İnananların çilesi en büyüklerdendi. Bir daha haklarının verileceklerini hayal bile edemezlerdi. Yaşamlarında nimetsizlik bir hal olmuştu. Sakinleştiricisi de sabırdı. Ah bizim elimizden tutan olsa nasıl teşekkür ederiz derlerdi. Duaları kabul oldu. Hak ettikleri nimetler onları buldu. Bir müddet sonra onlar da başladılar daha yok mu demeye. Neredeyse teşekkürü unutup başladılar isyan etmeye.
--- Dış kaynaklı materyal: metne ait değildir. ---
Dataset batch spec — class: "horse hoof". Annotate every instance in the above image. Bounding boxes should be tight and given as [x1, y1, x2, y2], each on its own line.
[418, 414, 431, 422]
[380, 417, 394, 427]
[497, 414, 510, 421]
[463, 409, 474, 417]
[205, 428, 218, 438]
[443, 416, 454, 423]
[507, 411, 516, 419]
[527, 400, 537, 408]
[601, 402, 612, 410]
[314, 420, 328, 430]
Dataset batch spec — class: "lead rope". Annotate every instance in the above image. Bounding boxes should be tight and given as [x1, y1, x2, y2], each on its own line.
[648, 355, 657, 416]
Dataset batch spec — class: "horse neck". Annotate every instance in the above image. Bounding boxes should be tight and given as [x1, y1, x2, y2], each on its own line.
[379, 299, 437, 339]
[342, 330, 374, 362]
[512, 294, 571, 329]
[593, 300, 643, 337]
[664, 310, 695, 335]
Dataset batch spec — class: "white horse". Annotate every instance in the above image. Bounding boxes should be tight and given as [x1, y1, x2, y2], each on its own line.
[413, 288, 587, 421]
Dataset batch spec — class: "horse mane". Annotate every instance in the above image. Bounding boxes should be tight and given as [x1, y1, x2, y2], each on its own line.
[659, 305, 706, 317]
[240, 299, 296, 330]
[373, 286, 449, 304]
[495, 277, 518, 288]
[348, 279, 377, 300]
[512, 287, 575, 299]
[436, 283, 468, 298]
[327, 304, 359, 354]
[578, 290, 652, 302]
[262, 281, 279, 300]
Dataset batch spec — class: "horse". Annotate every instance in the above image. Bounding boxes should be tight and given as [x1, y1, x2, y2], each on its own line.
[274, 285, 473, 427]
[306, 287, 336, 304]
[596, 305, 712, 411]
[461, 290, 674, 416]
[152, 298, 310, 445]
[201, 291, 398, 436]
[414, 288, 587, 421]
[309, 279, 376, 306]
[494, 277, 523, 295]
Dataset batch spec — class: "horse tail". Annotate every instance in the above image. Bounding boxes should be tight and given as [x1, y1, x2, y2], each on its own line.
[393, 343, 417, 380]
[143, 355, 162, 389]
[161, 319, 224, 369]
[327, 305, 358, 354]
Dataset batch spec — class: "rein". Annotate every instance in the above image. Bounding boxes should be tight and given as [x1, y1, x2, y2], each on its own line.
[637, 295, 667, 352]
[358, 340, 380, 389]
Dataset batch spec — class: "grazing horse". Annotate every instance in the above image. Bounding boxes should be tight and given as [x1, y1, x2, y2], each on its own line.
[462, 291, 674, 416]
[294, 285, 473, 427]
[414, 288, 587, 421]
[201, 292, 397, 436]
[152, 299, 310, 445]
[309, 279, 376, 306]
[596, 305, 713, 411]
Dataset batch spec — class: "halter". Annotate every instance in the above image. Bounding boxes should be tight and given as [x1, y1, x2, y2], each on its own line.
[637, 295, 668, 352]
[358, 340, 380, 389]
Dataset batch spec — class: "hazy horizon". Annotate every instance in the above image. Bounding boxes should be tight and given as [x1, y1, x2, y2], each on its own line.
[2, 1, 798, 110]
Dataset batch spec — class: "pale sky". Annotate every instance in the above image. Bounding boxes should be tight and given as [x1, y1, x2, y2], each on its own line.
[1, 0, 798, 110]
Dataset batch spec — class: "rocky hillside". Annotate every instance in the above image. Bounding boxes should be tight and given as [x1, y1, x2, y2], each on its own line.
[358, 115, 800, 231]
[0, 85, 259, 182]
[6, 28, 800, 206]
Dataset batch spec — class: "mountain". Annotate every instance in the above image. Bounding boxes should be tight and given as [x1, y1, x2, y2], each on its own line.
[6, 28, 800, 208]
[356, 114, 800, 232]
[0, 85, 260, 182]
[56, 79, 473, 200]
En çok üzüldüğüm şey sürekli daha yok mu teranesidir. İnsan nisyandan alındığı için nisyana müpteladır. Lakin teşekkür etmeyi bu kadar çabuk unutmamalıdır.

Çünkü daha düne kadar bir sağlık memuru hem doktordu, hem diş hekimiydi. Bütün hastalıklar üzerine uzmanlaşmış en büyük kişiydi. Bir taraftan dişlerimizi çeker, diğer taraftan doğum yaptırırdı. Sadece sünnet işine karışmaz, onları arkadaşlarına bırakırdı. Her türlü ilaçta uzmandı. Verilen zayiatlar ise normaldi. Hastahane denilen yerler ise bir kasaphaneyi andırırdı. Bir odada beş on tane hastanın yatması adettendi. Şimdi hastanelerimiz ve doktorlarımız neredeyse dünya standartlarını geçti.

Nimet, şükrü görmezse gider. Korkarım ki bu aşk burada biter. Kendimize çeki düzen vermeliyiz.

Daha düne kadar devlet dairelerine bugün git yarın gel hakimdi. Bir belge için denemedik yollar kalmazdı. Şimdi neredeyse e-belge ile hallediyoruz işimizi. Görmeden o çatık kaşlı iş yapmaz kişileri. Burada da teşekkür etmeyi unuttuk. Niye daha çabuk olmuyor işler diye etrafı kokuttuk.

Yollar çilemizdi, araçlar da derdimiz. Hayalimizdeki araçlarla istediğimiz yollardayız. Ulaşımda gerçekten çağları atladık. En uzun mesafeleri unutur olduk. Mesafeler bir telefon konuşması kadar kısaldı. Sevdiğimiz telefondaki heyecanını unutmadan bizi karşısında gördü. Vuslatın nankörlüğü müdür bilmem, ayrılık hemen bitmemeli miydi cidden. Çünkü eskiden ömrümüzü yollar alırdı. Yine şükretmiyoruz ve daha yok mu diye bağırıyoruz her yerde.

Faili meçhuller ve mafyalar milletin en kötü talihiydi. Bir de bakmışsınız sevdiğiniz kaybolmuş. Bunun adı faili meçhuldü. Hiç beklemediğiniz kişiler palazlanırdı. Bunun adı mafyaydı. Devlet bu şekilde sömürülürdü. En büyük mağdur da halk olurdu. Bu hallerin bitmesi en büyük teşekkür için yeterliydi. İnsan bu, çabuk ağlar, çabuk güler. Verilenlerin teşekküründen çok, verilmeyenlerin nazını eder.

Şükredecek o kadar çok şeyimiz var ki, şikayete vaktimiz yok. Lütfen daha fazlasını isterken daha fazla teşekkür edelim. Kalitemizi yükseltip her yerde rahat edelim.

Hak ihlallerine gelince, eğitim ve adalet çilemiz. Bu başka bir yazıda rengimiz olsun.